А тут, встречая пассажиров, по радио пел популярный квартет «Акол овер, хабиби» – «Все проходит, дорогой мой» – песню, рефреном которой было слово «В начале» – «Бэрейшит» – то же, что и первое слово Священного Писания «В начале создал Бог небо и землю», и слезы предательски возникали в уголках глаз.

И с песней, как в начале,
Проснуться в ранний час,
Петь в боли и печали,
Слез не стирая с глаз,
На утреннем ветру услышать флейты зов,
И снова все начать с азов.

В третью стражу

В ночь на 8 июня тысяча девятьсот восемьдесят первого года, через неделю после возвращения из Рима и Парижа, Орман просыпается в палатке военного лагеря у подножья горы Кармель.
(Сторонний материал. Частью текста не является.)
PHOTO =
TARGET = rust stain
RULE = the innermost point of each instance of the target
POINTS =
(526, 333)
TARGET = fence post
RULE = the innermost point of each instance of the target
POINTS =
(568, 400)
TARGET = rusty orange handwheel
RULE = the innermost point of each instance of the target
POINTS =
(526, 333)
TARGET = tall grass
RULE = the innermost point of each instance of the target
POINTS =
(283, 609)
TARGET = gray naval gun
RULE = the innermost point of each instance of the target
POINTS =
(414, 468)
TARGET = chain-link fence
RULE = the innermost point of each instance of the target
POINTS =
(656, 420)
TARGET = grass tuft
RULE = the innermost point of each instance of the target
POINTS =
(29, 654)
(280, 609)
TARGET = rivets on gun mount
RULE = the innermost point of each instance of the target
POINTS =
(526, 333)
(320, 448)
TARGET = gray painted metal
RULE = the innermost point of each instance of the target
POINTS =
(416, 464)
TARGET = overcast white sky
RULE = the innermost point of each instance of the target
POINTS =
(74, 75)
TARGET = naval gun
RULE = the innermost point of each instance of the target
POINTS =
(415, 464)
Он призван в Армию обороны Израиля на резервистские сборы.

Просыпается не только потому, что ветерок продувает палатку, края которой завернуты кверху. Орману выпала третья ночная смена и он должен сменить на посту Мишу Эльмана.

В лагере – неизвестно, по какой причине – повышенная боевая готовность, но, приближаясь к оружейному складу, где он должен сменить охранника, Орман слышит знакомый храп. Орман уже почти привык к храпу Миши, своего соседа по палатке, но тут эти звуки явно не к месту и ни ко времени. Винтовка М-14 прислонена к стене, в чашке стынет черный кофе и, рядом, раскинув руки по бетону, рядовой Эльман выводит горлом и носом настоящий концерт.

– Ты что, с ума сошел? – дергает его Орман.

– А? Что? Где?

– Хочешь под суд? Утащили бы винтовку, и поминай, как звали. Не винтовку, – тебя.

Эльман уходит, похрапывая с открытыми глазами, за миг до появления лейтенанта, проверяющего посты.

Растворенные во сне, как водяные знаки, Рим и Париж, ушли в ночную высь, превратившись в две звезды в зените.